Whom to Biopsy and When to Biopsy

Early clinical and histologic diagnosis of LN is pivotal in order to minimize the risk of progression to ESRD (7981). In this setting, a renal biopsy is generally indicated in any case with acute increase in serum creatinine, proteinuria >500 mg/24 h or urine protein/creatinine ratio >0.5 g protein/g creatinine, hematuria in presence of any level of proteinuria, and active sediment/cellular casts (5). Some patients with lesser amount of proteinuria may also manifest active disease, and biopsy should be considered in the presence of new proteinuria or hematuria (69).

A repeat renal biopsy should be considered in cases with persistent or worsening proteinuria, increasing serum creatinine during treatment, or development of an active sediment in patients with a previous nonproliferative lupus class. In this setting, repeat renal biopsy is particularly helpful in promptly instituting more vigorous treatment, when indicated (81).

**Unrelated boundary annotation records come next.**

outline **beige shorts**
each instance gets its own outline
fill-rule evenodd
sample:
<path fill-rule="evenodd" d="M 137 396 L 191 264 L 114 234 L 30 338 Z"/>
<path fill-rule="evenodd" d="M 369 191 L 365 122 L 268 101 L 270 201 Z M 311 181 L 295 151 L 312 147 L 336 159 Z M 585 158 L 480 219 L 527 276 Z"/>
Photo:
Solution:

In patients with known class III or IV, a newly active sediment usually indicates a flare of proliferative LN, and a repeat biopsy may not be needed (44).

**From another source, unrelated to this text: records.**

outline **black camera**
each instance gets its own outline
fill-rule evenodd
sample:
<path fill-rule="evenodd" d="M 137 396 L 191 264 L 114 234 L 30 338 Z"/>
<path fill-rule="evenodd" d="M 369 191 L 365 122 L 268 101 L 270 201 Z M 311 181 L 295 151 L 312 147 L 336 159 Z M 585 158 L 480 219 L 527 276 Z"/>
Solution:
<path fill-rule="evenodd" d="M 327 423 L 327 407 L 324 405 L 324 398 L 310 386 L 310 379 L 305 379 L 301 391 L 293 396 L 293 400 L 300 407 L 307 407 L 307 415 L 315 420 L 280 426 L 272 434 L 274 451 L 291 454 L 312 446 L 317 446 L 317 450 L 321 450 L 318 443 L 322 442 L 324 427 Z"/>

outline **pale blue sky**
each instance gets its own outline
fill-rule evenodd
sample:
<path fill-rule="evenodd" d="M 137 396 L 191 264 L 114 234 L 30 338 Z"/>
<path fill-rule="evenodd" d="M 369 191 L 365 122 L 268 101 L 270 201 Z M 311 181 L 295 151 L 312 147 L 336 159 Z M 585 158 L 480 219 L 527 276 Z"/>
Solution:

The renal biopsy represents the gold standard in management of LN. Studies performed so far show an overall greater reproducibility of the ISN/RPS classification than previous classifications. However, precise assessment and identification of key tubulointerstitial and vascular lesions with prognostic importance are lacking. The varying patterns of glomerular injury, whether segmental, dominantly necrotizing, or global proliferative, and type of sclerosis also remain incompletely understood in terms of pathogenesis and prognostic effect. Thus, additional studies are needed to evaluate the prognostic relevance of the 2003 ISN/RPS classification and add new prognostic biopsy parameters.